Milestone v0.5.0 — Analysis & Backend Orchestration¶

Target: v0.5.0 — Processor Service (Indexer + Janitor), recordings Schema & Indices, Processor Config Seeding, Controller Integration

Status: ✅ Done

References: ADR-0009, ADR-0011, ADR-0018, ADR-0019, ADR-0023, ADR-0025, Processor Service Spec, Service Blueprint

User Stories: US-P01, US-P02, US-P03, US-P04

Phase 1: Processor Service Skeleton & Compose Integration¶

Goal: Create the Processor service following the Service Blueprint, integrate into Compose as a Tier 1 service, and verify basic lifecycle (health, heartbeat, graceful shutdown).

User Stories: —

Tasks¶

[x] Scaffold services/processor/ following the Service Blueprint (§1):
Containerfile, pyproject.toml, README.md
src/silvasonic/processor/__init__.py, __main__.py, py.typed
tests/unit/, tests/integration/
[x] Implement ProcessorService(SilvaService) in __main__.py:
service_name = "processor", service_port = 9200
Override run() with placeholder logic (Phase 3+4 fill this in)
Read ProcessorSettings from system_config table on startup (single DB read, Immutable Container pattern, ADR-0019)
[x] Register in workspace:
Root pyproject.toml: add silvasonic-processor to [project] dependencies and [tool.uv.sources]
[x] Add Containerfile following the Service Blueprint (§5):
Base: python:3.13-slim-bookworm
System deps: curl, libsndfile1 (WAV metadata via soundfile)
Port: 9200
[x] Add Processor to compose.yml as Tier 1 service:
container_name: silvasonic-processor
Depends on database (healthy)
Mount Recorder workspace read-write (${SILVASONIC_WORKSPACE_PATH}/recorder:/data/recorder:z) — Processor is the only non-Recorder service with :rw access (Janitor delete authority, ADR-0009)
Mount Processor workspace read-write (${SILVASONIC_WORKSPACE_PATH}/processor:/data/processor:z)
Redis URL, DB env vars
Healthcheck on :9200/healthy
[x] Add compose.override.yml dev mounts for hot-reload
[x] Add SILVASONIC_PROCESSOR_PORT=9200 to .env.example
[x] just check passes

Tests¶

Unit (`services/processor/tests/unit/`) — `@pytest.mark.unit`¶

[x] test_processor.py — TestProcessorService
test_package_import — import silvasonic.processor succeeds
test_service_name_and_port — service_name == "processor", service_port == 9200
test_lifecycle_start_shutdown — ProcessorService starts, shutdown signal triggers clean exit (mocked DB/Redis)
test_settings_loaded_from_db — Pydantic ProcessorSettings correctly deserialized from mock system_config row
test_settings_defaults — ProcessorSettings() defaults match config/defaults.yml values

Integration (`services/processor/tests/integration/`) — `@pytest.mark.integration`¶

[x] test_processor_lifecycle.py — TestProcessorLifecycle
test_processor_starts_with_db — Processor starts in Testcontainer with real DB, /healthy returns 200 with {"status": "ok"}
test_processor_heartbeat_published — Processor publishes heartbeat to Redis within 15s

Smoke (`tests/smoke/`) — `@pytest.mark.smoke`¶

[x] test_health.py — TestServiceHealth::test_processor_healthy + TestServiceHeartbeats::test_processor_heartbeat_in_redis

Phase 2: Database Schema Enhancements¶

Goal: Finalize the recordings table schema and add indices for Worker Pull (ADR-0018) and Upload polling (v0.6.0 prep) — before the Indexer writes to this table.

User Stories: —

Decision (ADR-0025): recordings remains a standard PostgreSQL table (no Hypertable).
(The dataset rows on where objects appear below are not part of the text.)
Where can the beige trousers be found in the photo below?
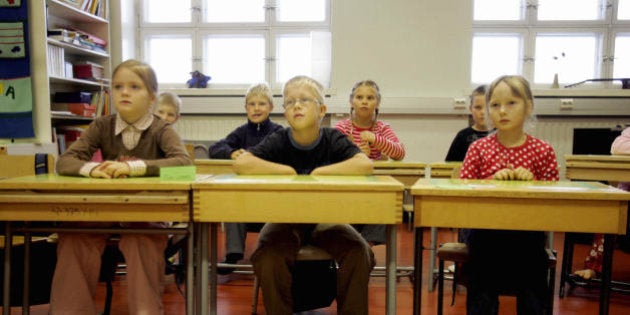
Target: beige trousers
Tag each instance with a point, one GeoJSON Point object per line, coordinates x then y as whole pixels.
{"type": "Point", "coordinates": [78, 266]}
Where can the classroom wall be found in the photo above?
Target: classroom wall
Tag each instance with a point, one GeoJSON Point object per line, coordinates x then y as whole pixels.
{"type": "Point", "coordinates": [419, 52]}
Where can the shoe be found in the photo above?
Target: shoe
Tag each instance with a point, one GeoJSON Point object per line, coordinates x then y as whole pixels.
{"type": "Point", "coordinates": [451, 268]}
{"type": "Point", "coordinates": [231, 258]}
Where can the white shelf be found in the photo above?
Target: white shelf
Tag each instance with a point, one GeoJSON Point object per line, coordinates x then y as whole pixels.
{"type": "Point", "coordinates": [77, 50]}
{"type": "Point", "coordinates": [72, 14]}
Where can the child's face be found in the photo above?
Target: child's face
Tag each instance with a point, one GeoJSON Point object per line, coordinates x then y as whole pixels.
{"type": "Point", "coordinates": [478, 111]}
{"type": "Point", "coordinates": [507, 111]}
{"type": "Point", "coordinates": [258, 108]}
{"type": "Point", "coordinates": [167, 112]}
{"type": "Point", "coordinates": [130, 95]}
{"type": "Point", "coordinates": [302, 109]}
{"type": "Point", "coordinates": [365, 102]}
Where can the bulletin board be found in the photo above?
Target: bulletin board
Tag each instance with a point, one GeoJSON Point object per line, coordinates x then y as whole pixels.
{"type": "Point", "coordinates": [16, 97]}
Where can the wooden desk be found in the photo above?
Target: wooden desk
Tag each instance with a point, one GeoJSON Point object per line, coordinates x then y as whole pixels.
{"type": "Point", "coordinates": [516, 205]}
{"type": "Point", "coordinates": [405, 172]}
{"type": "Point", "coordinates": [612, 168]}
{"type": "Point", "coordinates": [214, 166]}
{"type": "Point", "coordinates": [607, 168]}
{"type": "Point", "coordinates": [295, 199]}
{"type": "Point", "coordinates": [62, 198]}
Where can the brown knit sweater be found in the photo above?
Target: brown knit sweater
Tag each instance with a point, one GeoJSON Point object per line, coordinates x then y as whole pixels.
{"type": "Point", "coordinates": [159, 146]}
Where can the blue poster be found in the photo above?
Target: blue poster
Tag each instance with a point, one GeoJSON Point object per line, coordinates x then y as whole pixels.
{"type": "Point", "coordinates": [16, 97]}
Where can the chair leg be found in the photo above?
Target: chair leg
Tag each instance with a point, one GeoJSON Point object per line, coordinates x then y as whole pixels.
{"type": "Point", "coordinates": [108, 297]}
{"type": "Point", "coordinates": [440, 286]}
{"type": "Point", "coordinates": [255, 299]}
{"type": "Point", "coordinates": [567, 262]}
{"type": "Point", "coordinates": [552, 288]}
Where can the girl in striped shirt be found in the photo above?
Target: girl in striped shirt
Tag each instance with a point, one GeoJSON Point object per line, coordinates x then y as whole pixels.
{"type": "Point", "coordinates": [374, 137]}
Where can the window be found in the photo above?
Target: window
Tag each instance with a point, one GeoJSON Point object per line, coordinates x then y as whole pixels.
{"type": "Point", "coordinates": [541, 38]}
{"type": "Point", "coordinates": [236, 42]}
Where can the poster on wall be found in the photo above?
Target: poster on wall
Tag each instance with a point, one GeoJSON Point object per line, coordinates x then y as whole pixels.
{"type": "Point", "coordinates": [16, 97]}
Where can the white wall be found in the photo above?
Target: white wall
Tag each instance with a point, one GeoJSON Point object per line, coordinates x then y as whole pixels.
{"type": "Point", "coordinates": [419, 52]}
{"type": "Point", "coordinates": [409, 47]}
FK constraints from detections and uploads are preserved. Data volume (~2M rows/year) does not require partitioning. See ADR-0025.

Tasks¶

[x] Add partial index for Worker Pull pattern (ADR-0018):

CREATE INDEX ix_recordings_analysis_pending
ON recordings (time ASC)
WHERE local_deleted = false;

[x] Add partial index for Upload polling (v0.6.0 preparation):

CREATE INDEX ix_recordings_upload_pending
ON recordings (time ASC)
WHERE uploaded = false AND local_deleted = false;

[x] Verify analysis_state JSONB column supports the Worker Pull SELECT ... FOR UPDATE SKIP LOCKED pattern efficiently
[x] Update services/database/init/01-init-schema.sql with new indices
[x] Update SQLAlchemy ORM models in silvasonic.core.database.models if schema changes apply

Tests¶

Unit (`packages/core/tests/unit/`) — `@pytest.mark.unit`¶

[x] test_recording_model.py — TestRecordingModel
test_analysis_state_default_empty_jsonb — new Recording() has analysis_state == {}
test_local_deleted_default_false — new Recording() has local_deleted == False
test_uploaded_default_false — new Recording() has uploaded == False

Integration (`tests/integration/`) — `@pytest.mark.integration`¶

[x] test_worker_pull_query.py — TestWorkerPullQuery
test_for_update_skip_locked — Two concurrent sessions: first locks a row, second gets a different row via SKIP LOCKED
test_partial_index_used — EXPLAIN confirms ix_recordings_analysis_pending index is used
test_upload_pending_index — EXPLAIN confirms ix_recordings_upload_pending index is used

Phase 3: Indexer — Filesystem Polling & Recording Registration¶

Goal: The Indexer scans the Recorder workspace for promoted WAV files, extracts metadata, and registers them in the recordings table. Recordings appear in the database within seconds of being written to disk.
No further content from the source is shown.